Innovationsallianz Baden-Württemberg

Innovationsallianz Baden-Württemberg

Starkes Bündnis 13 unabhängiger Institute

  • Computertomograph im Institut für Edelmetalle und Metallchemie (FEM) (Quelle: Wirtschaft Regional)

Über die von Bund und Ländern gemeinsam grundfinanzierten Forschungseinrichtungen und -organisationen hinaus arbeiten in Baden-Württemberg weitere außeruniversitäre, wirtschaftsnahe Forschungseinrichtungen. Diese Institute, die sich zur Innovationsallianz Baden-Württemberg zusammengeschlossen haben, sind rechtlich selbständig und in der Rechtsform von Stiftungen und Vereinen des bürgerlichen Rechts organisiert. Soweit sie branchenorientiert arbeiten, werden sie von Forschungsvereinigungen der Industrie und von Verbänden getragen und unterstützt. Zwölf dieser Institute erhalten eine institutionelle Förderung allein vom Land.

Die Aufgabe der Institute ist es, für die Wirtschaft relevante Technologiefelder in Vorlauf- und Eigenforschung rechtzeitig aufzugreifen und zu erschließen. Dank jahrelanger Erfahrung aus der Zusammenarbeit mit der Wirtschaft sind die Institute in der Lage, ihr umfangreiches Know-how, das in klaren Kernkompetenzen mit deutlichen Alleinstellungsmerkmalen gebündelt ist, rasch in die betriebliche Praxis umzusetzen und so in die Wirtschaft zu transferieren.

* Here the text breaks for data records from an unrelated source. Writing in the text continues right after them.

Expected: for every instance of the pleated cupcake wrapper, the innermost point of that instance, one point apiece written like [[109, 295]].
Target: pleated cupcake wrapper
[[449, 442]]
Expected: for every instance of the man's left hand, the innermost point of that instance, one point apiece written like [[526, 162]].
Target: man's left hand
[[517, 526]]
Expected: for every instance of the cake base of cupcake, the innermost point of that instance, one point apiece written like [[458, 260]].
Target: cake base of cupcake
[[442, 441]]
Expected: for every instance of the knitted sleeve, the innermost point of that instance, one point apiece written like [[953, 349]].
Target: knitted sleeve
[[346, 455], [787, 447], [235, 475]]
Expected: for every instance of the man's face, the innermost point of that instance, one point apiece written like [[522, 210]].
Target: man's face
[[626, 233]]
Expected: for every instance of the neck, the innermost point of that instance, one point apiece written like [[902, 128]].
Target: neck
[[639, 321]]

Forschung für kleine und mittlere Unternehmen

Die Dienstleistungsangebote der Institute richten sich vor allem an kleine und mittlere Unternehmen, für die sie wichtige Partner im Technologietransfer sind. Sie akquirieren jährlich über 5.000 Aufträge aus der Wirtschaft und beteiligen sich darüber hinaus an zahlreichen öffentlich geförderten (Verbund-) Projekten. Das Angebotsspektrum umfasst ferner Beratungsleistungen und reicht bis hin zu Weiterbildungs- und Schulungsangeboten; bei den eher branchenorientierten Instituten werden auch forschungsbezogene Prüfleistungen und Untersuchungen angeboten.

Die Leiter der meisten Institute sind zugleich Inhaber eines Lehrstuhls oder leiten ein Universitätsinstitut. Dadurch wird ein intensiver Wissens- und Personalaustausch zwischen den Forschungsinstituten und den Universitäten sichergestellt.

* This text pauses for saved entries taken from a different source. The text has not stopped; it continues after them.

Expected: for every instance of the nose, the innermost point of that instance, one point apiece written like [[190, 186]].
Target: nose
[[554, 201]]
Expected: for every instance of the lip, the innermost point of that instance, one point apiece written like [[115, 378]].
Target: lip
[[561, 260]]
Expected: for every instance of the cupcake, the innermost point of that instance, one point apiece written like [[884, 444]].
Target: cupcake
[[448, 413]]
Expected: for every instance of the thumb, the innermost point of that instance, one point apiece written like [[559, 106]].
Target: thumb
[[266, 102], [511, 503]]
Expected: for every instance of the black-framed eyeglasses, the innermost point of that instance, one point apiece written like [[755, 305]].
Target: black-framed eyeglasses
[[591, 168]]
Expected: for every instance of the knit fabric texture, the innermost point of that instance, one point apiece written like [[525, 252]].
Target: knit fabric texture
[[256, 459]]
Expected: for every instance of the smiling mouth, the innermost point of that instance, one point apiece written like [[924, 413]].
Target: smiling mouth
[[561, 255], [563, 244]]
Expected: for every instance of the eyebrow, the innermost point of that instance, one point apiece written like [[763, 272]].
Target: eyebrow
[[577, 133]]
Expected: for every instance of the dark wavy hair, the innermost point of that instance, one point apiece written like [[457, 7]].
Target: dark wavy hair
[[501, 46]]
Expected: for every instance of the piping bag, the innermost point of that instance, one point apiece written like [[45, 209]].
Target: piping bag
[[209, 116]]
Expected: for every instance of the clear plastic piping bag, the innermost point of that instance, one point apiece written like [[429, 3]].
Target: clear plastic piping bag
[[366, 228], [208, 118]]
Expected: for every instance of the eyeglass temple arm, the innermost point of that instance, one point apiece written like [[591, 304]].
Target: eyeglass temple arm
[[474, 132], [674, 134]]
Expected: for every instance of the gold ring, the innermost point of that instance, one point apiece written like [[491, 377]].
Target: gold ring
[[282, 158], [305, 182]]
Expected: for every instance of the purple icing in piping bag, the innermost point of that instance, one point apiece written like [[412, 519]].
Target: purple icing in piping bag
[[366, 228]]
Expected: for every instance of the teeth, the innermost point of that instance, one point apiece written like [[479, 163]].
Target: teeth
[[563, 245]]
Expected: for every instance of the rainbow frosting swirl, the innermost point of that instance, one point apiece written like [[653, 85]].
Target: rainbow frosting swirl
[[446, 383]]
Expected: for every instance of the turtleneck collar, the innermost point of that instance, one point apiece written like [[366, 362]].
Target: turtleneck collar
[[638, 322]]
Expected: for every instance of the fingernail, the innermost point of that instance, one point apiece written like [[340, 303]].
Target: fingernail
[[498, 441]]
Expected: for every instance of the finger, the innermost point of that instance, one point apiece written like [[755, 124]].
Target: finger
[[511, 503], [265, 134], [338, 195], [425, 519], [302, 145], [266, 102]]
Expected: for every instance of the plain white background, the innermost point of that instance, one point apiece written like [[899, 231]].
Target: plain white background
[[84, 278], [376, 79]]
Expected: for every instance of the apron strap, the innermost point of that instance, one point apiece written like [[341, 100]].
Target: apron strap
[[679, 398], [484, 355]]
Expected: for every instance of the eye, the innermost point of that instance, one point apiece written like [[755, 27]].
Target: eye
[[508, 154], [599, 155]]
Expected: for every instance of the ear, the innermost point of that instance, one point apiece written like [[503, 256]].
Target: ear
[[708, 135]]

Die Institute der Innovationsallianz erzielen mit über 1.800 Mitarbeiterinnen und Mitarbeitern jährlich ein Haushaltsvolumen von über 130 Millionen Euro, wovon rund 35 Prozent über Aufträge der Wirtschaft finanziert wird.

Einige der aufgeführten Institute sind in das von der Industrie getragene Innovationsnetz der Arbeitsgemeinschaft Industrieller Forschungsvereinigungen Otto-von-Guericke e.V. (AIF) sowie in die Deutsche Industrieforschungsgemeinschaft Konrad Zuse e.V. eingebunden.